Armindo Laureano
27 de Julho 2023 às 12:52
Angola e São Tomé e Príncipe são dois povos amigos e irmãos. A sua relação tem traços distintos, tem uma identidade própria que resulta de um processo histórico que passou por diversas fases até atingir a expressão que temos hoje. Os angolanos olham e tratam os são-tomenses como irmãos e camaradas, e esse sentimento é recíproco. Existe um processo histórico e cultural entre os dois povos, que têm muitas ligações/relações, famílias que se cruzam, processos de luta e de libertação colonial feitos dentro de uma lógica de irmandade, espírito de liberdade e de união sólida e fraterna. Hugo Azancoth de Menezes, um dos seis fundadores do MPLA, era natural de São Tomé e Príncipe, juntou-se às causas de Angola e dos angolanos, terra que adoptou como sua, onde lutou pela sua libertação e independência, onde também se decidiu a viver, a exercer actividade profissional (era médico), a casar com uma cidadã angolana e onde criou a sua família, o que, por si, pode ser um sinal revelador de como as histórias dos dois povos estão ligadas e que estão condenados a estar juntos. Os políticos, muitas vezes, não percebem isso, não conhecem o caminho que a sabedoria nos ensina para encontrar a saída para o labirinto que a vida, às vezes, nos coloca.

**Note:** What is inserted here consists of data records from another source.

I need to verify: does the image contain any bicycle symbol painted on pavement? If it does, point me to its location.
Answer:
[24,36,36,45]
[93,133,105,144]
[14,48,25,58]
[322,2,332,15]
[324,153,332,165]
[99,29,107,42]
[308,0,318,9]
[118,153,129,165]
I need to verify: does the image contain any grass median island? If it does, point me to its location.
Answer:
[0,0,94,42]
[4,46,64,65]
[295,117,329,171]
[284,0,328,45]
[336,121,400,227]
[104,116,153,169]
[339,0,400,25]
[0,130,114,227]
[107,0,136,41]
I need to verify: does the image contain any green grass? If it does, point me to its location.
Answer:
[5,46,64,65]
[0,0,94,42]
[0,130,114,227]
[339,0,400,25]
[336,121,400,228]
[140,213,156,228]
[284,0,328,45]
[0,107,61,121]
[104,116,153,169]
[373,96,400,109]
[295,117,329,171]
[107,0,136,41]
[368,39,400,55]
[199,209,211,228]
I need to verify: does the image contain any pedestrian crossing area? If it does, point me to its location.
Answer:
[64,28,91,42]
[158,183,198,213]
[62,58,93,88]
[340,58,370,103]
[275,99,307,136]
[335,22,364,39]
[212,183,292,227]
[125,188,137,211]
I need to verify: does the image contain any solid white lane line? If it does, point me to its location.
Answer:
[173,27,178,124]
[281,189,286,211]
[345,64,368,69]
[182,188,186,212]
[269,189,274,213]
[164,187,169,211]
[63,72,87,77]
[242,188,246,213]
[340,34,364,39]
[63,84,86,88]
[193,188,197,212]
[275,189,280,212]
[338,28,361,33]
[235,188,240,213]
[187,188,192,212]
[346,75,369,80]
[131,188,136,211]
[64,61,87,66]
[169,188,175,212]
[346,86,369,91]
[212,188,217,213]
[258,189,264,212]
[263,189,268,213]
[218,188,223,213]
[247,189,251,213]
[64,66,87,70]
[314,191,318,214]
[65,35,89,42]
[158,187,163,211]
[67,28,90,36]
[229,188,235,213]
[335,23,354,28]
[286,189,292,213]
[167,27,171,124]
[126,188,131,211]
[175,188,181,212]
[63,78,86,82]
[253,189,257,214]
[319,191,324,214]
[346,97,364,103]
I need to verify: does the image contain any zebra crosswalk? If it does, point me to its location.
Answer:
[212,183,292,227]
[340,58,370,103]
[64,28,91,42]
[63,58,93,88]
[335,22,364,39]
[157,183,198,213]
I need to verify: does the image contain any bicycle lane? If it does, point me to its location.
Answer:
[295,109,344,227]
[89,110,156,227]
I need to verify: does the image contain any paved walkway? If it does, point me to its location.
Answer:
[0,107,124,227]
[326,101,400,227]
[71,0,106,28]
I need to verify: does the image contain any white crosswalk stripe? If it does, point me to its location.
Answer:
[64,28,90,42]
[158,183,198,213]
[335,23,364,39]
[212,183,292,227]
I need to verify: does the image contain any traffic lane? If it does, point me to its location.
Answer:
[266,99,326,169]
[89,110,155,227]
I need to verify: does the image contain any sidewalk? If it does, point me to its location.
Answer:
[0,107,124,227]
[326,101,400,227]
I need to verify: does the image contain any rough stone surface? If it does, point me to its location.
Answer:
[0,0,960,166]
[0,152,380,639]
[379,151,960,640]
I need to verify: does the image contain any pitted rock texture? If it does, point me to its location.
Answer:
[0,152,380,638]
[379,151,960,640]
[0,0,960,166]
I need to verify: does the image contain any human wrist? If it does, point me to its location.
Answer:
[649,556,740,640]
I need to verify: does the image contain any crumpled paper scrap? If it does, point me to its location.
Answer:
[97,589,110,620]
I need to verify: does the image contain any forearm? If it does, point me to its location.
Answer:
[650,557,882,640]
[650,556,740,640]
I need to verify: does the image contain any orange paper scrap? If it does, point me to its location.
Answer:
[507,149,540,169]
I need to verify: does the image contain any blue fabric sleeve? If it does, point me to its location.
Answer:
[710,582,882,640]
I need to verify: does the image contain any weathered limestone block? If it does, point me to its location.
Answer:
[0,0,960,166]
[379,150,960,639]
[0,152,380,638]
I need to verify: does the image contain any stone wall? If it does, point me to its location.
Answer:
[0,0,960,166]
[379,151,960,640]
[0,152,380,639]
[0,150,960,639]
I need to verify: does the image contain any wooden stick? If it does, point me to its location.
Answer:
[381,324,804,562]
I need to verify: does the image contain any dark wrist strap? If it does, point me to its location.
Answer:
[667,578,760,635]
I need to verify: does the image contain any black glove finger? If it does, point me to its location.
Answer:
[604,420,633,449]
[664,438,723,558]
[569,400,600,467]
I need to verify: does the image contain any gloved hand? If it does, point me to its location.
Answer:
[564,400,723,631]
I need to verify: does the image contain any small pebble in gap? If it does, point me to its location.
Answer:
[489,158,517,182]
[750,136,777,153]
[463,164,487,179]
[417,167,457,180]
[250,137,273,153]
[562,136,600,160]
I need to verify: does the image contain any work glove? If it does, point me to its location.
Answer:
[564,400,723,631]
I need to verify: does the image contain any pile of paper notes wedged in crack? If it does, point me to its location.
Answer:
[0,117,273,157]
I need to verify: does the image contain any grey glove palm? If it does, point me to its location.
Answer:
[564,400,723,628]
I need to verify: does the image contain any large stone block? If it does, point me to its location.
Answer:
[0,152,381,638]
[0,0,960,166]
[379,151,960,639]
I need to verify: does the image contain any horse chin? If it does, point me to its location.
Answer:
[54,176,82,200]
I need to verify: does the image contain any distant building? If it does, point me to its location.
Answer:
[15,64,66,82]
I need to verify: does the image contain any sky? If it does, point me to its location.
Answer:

Em Maio de 2018, Patrice Trovoada defendeu a resolução parlamentar que exonerou e reformou compulsivamente três juízes-conselheiros do Supremo Tribunal de Justiça de São Tomé e Príncipe. Os magistrados exonerados foram aqueles que decidiram em acórdão sobre a devolução da cervejeira Rosema ao empresário angolano, Melo Xavier. Na altura, o primeiro-ministro disse aos jornalistas que “o Estado não deixará que se faça qualquer tipo de bandalha com a Rosema”. Os juízes do Supremo não acataram a decisão, e a situação foi instalada. Em Luanda, João Lourenço ia acompanhando o dossier e chegou a manifestar os seus descontentamentos por via de carta entregue a Patrice Trovoada, e esse último das duas uma: ou não percebeu o sentido e o alcance da mensagem de João Lourenço ou os desvalorizou completamente. No dia 11 de Julho, o Tribunal Constitucional de São Tomé e Príncipe, com quatro novos juízes há menos de um mês, decidiu-se a devolver a Rosema aos irmãos Monteiros, quatro anos após ter sido restituída ao empresário angolano Melo Xavier. Luanda reagiu, prontamente, por via do seu embaixador naquele país. O embaixador Fidelino Pelinganga “Menha” disse aos jornalistas locais que “Angola tudo iria fazer para defender os interesses dos angolanos em São Tomé e Príncipe”, deixando bem claro qual seria o posicionamento do nosso País em relação ao assunto. Agora temos, esta semana, o Acórdão do Supremo Tribunal de Justiça que decidiu “não dar cumprimento à decisão do Tribunal Constitucional, por não haver decisão”, acrescentando que o Tribunal Constitucional se recusou a receber o processo e a decisão.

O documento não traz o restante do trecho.